Pakistán y Afganistán anunciaron una tregua de cinco días que comenzará a la medianoche del jueves para coincidir con las celebraciones de Eid al-Fitr. Esta pausa en el conflicto es fruto de presiones diplomáticas ejercidas por Arabia Saudita, Catar y Turquía, que persuadieron a ambos países a suspender temporalmente las hostilidades.
Los dos países vecinos han enfrentado enfrentamientos transfronterizos e insurgencia durante años, complicando su frágil relación. La solicitud de alto al fuego responde a preocupaciones regionales sobre el impacto de la violencia en las poblaciones civiles y la seguridad en la zona.
Estratégicamente, esta pausa temporal puede ser un paso para construir confianza y facilitar diálogos conjuntos contra amenazas comunes como el terrorismo. Además, refleja el creciente papel de actores del Golfo y Turquía en la mediación de conflictos en Asia del Sur.
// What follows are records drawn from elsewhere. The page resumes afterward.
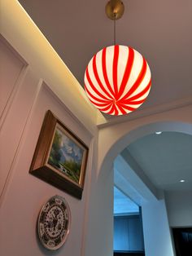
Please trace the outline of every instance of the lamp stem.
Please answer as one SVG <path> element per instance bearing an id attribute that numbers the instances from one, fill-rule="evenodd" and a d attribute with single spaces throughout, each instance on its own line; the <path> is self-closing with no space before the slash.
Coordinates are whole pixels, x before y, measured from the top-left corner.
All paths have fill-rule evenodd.
<path id="1" fill-rule="evenodd" d="M 116 14 L 114 12 L 114 46 L 116 44 Z"/>

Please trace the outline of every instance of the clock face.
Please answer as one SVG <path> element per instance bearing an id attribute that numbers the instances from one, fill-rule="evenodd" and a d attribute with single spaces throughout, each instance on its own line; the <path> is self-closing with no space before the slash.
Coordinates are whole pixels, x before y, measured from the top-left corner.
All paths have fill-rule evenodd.
<path id="1" fill-rule="evenodd" d="M 42 207 L 38 218 L 38 235 L 42 245 L 51 250 L 61 247 L 69 233 L 70 209 L 63 197 L 55 196 Z"/>

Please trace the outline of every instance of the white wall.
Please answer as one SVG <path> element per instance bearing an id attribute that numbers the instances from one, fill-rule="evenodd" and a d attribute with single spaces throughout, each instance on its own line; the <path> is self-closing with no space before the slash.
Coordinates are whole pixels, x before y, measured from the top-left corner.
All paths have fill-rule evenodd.
<path id="1" fill-rule="evenodd" d="M 168 192 L 165 199 L 170 227 L 191 227 L 192 191 Z"/>
<path id="2" fill-rule="evenodd" d="M 65 197 L 68 202 L 72 212 L 72 225 L 64 246 L 54 254 L 83 255 L 86 221 L 85 216 L 92 171 L 92 135 L 72 116 L 30 66 L 24 63 L 22 65 L 23 60 L 10 48 L 7 42 L 1 40 L 1 61 L 4 68 L 1 92 L 2 95 L 8 95 L 2 108 L 0 130 L 1 255 L 39 256 L 49 254 L 38 241 L 36 223 L 41 207 L 55 195 Z M 2 86 L 3 85 L 7 86 Z M 11 88 L 10 85 L 13 85 Z M 47 109 L 50 109 L 89 148 L 81 201 L 28 173 Z"/>

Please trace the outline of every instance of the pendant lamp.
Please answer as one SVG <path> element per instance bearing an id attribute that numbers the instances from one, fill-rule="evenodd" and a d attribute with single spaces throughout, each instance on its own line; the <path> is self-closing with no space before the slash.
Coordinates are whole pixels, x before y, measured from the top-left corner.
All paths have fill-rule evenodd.
<path id="1" fill-rule="evenodd" d="M 85 89 L 90 102 L 101 112 L 124 115 L 137 109 L 146 100 L 151 74 L 145 58 L 130 46 L 116 44 L 116 20 L 124 13 L 120 0 L 106 6 L 114 20 L 114 45 L 105 47 L 90 60 L 85 73 Z"/>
En términos operativos, la tregua implica la detención de movimientos militares en la frontera y la suspensión de enfrentamientos armados, con posibles comunicaciones entre comandos militares. Sin embargo, la estabilidad de la tregua es incierta debido a hostilidades arraigadas y grupos extremistas.
Si se mantiene, este alto al fuego podría abrir camino a negociaciones más duraderas, reduciendo riesgos de escaladas en una región históricamente inestable. Su ruptura podría agravar la inestabilidad y atraer la intervención de potencias regionales.